Wentworth abandoned his grooming without warning and started to amble off towards the shelves.

“He’s found her.” Yute looked more confused than relieved.

“That’s good, no?” Evar looked between Yute and the cat’s retreating rear end, ready to follow.

“It... is.” Yute nodded. “But look where he’s headed.”

“In Livira’s direction?”

“He leads where you can follow. If he was heading to one of the doors he would go this way, that way, that way, or this way.” With each option Yute indicted the direction of the chamber’s four exits. None of those directions was Wentworth’s. The cat was heading directly towards the middle of the chamber.

“Livira’s in the same room as us?” Evar started to follow the cat, disbelieving, while at the same time willing him to go faster.

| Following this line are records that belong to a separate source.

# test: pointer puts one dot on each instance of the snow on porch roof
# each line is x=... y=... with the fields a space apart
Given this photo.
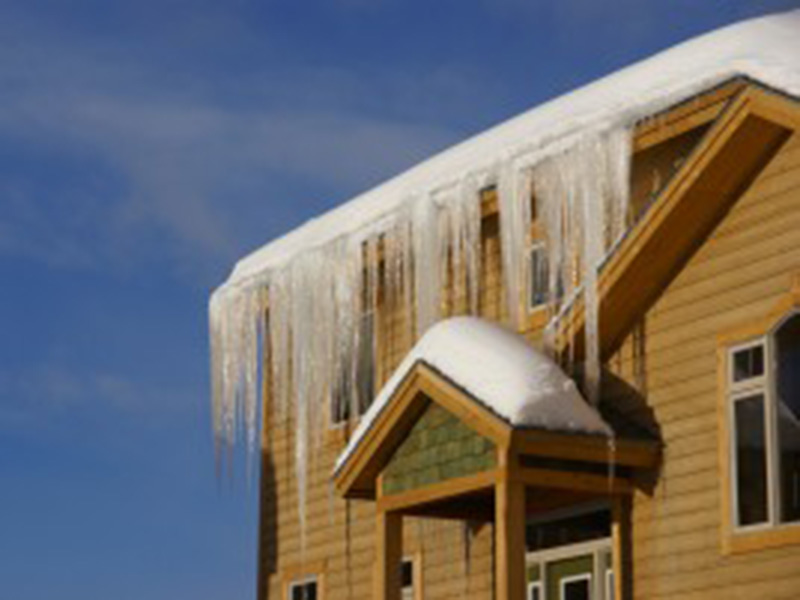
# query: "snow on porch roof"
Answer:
x=500 y=370
x=766 y=49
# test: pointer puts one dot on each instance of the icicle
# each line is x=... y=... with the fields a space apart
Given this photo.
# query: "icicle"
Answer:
x=427 y=263
x=316 y=299
x=514 y=196
x=584 y=194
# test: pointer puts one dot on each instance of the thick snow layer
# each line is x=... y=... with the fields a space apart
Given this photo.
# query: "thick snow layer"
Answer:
x=501 y=371
x=765 y=49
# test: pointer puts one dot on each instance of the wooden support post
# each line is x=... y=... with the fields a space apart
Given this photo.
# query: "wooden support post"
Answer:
x=621 y=547
x=388 y=554
x=510 y=540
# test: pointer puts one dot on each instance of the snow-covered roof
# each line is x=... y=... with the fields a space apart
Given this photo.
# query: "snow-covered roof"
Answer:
x=766 y=49
x=500 y=370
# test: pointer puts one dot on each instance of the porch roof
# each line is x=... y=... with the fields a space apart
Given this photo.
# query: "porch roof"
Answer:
x=496 y=369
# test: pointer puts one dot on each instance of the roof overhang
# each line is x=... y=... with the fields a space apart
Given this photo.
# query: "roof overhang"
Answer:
x=744 y=137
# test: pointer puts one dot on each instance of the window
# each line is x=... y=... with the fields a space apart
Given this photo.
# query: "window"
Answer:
x=577 y=587
x=539 y=276
x=362 y=381
x=535 y=590
x=305 y=589
x=764 y=422
x=569 y=555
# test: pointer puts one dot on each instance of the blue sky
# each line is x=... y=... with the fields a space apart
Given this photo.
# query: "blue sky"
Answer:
x=144 y=146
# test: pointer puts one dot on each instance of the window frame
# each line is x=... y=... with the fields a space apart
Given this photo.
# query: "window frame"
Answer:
x=771 y=533
x=303 y=581
x=536 y=246
x=301 y=574
x=742 y=390
x=564 y=581
x=534 y=585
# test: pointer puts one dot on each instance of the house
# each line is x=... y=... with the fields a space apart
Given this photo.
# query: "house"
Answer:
x=558 y=361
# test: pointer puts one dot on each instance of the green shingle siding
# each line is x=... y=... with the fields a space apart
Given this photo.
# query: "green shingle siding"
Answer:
x=439 y=447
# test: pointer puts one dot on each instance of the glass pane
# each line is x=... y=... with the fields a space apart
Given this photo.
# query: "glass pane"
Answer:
x=539 y=276
x=751 y=460
x=559 y=572
x=310 y=591
x=365 y=368
x=407 y=574
x=787 y=340
x=748 y=363
x=576 y=590
x=304 y=591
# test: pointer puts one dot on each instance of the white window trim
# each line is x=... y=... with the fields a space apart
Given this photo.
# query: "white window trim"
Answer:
x=535 y=585
x=739 y=390
x=595 y=548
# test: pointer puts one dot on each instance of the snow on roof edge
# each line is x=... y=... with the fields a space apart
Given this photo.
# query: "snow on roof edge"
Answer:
x=765 y=49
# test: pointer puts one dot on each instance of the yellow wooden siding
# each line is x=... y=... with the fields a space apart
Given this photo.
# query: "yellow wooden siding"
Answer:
x=739 y=272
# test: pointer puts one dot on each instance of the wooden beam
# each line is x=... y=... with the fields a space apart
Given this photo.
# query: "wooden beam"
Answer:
x=388 y=555
x=590 y=448
x=695 y=112
x=509 y=539
x=436 y=492
x=621 y=547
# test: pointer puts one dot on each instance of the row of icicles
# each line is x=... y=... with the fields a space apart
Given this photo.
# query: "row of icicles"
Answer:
x=315 y=300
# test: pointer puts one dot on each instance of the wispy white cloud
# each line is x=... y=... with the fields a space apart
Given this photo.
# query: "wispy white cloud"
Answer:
x=190 y=169
x=42 y=395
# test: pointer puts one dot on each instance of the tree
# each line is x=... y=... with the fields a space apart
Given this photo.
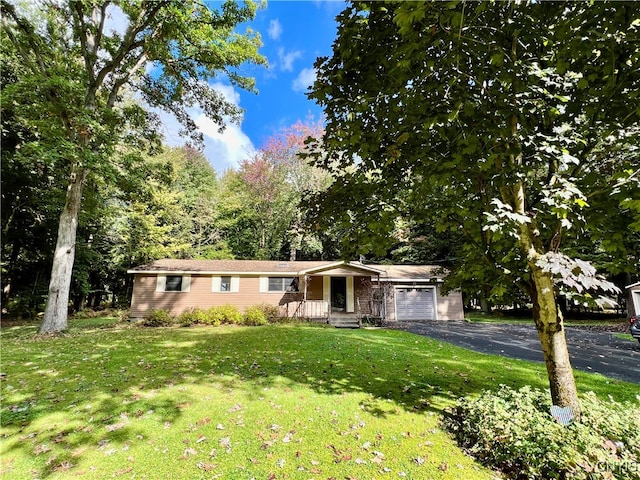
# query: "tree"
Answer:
x=288 y=149
x=502 y=111
x=76 y=67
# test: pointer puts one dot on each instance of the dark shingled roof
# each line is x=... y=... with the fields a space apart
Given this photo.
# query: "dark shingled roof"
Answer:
x=405 y=272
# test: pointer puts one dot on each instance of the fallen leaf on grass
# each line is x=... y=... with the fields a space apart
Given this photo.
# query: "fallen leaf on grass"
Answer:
x=42 y=448
x=189 y=451
x=207 y=467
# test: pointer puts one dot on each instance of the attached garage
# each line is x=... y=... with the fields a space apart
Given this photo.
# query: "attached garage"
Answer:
x=415 y=303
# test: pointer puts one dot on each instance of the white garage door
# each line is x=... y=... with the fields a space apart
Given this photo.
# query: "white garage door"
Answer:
x=415 y=304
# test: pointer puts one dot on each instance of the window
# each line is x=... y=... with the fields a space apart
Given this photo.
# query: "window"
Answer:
x=173 y=284
x=283 y=284
x=225 y=284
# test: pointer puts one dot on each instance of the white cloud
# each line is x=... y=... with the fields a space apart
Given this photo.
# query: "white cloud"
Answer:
x=275 y=29
x=223 y=150
x=227 y=149
x=304 y=80
x=287 y=59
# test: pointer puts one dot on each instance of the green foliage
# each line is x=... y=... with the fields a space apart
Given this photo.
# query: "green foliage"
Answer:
x=254 y=316
x=513 y=430
x=494 y=120
x=272 y=312
x=224 y=314
x=193 y=316
x=525 y=134
x=157 y=318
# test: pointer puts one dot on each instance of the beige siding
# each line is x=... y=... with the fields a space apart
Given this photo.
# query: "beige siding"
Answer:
x=145 y=298
x=633 y=301
x=449 y=306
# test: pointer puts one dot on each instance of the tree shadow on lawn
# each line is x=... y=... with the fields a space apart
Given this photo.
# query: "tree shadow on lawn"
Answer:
x=84 y=389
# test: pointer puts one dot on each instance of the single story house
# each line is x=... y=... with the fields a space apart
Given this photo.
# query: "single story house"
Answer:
x=633 y=301
x=318 y=290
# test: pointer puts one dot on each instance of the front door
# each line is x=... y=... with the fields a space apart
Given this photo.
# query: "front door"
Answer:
x=338 y=294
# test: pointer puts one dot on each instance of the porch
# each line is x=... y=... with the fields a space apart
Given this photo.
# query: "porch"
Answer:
x=370 y=309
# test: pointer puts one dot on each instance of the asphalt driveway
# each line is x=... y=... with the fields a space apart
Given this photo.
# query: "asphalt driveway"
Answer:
x=590 y=351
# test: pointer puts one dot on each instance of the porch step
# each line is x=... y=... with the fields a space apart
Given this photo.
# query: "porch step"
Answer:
x=344 y=322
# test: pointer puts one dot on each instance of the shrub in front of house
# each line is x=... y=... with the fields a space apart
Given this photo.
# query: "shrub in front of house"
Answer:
x=157 y=318
x=271 y=312
x=193 y=316
x=513 y=430
x=224 y=314
x=254 y=316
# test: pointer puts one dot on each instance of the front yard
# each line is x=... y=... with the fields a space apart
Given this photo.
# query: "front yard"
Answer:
x=269 y=402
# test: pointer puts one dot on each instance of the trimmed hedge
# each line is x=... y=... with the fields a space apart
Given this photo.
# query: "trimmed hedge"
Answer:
x=157 y=318
x=215 y=316
x=514 y=431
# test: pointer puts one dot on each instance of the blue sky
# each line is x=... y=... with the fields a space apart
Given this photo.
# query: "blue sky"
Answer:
x=294 y=34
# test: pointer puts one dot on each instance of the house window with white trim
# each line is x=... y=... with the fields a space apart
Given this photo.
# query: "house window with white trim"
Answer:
x=173 y=283
x=283 y=284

Clovis took his arm. Not in her normal way—as if it were a wrestling match and she needed a lever to throw him—but in a manner she had rarely used. “This could be bad, brother.”

“Bad?”

“You can’t smell it?” She lifted her head and sniffed deeply. “I’ve been smelling it ever since we arrived.”

And Evar could smell it. Even without drawing another breath. The scent that had hung in the air, faint but persistent. He’d just been too focused on everything else to acknowledge it.

Blood. Old blood. Fresh blood. Blood and excrement. Lots of both.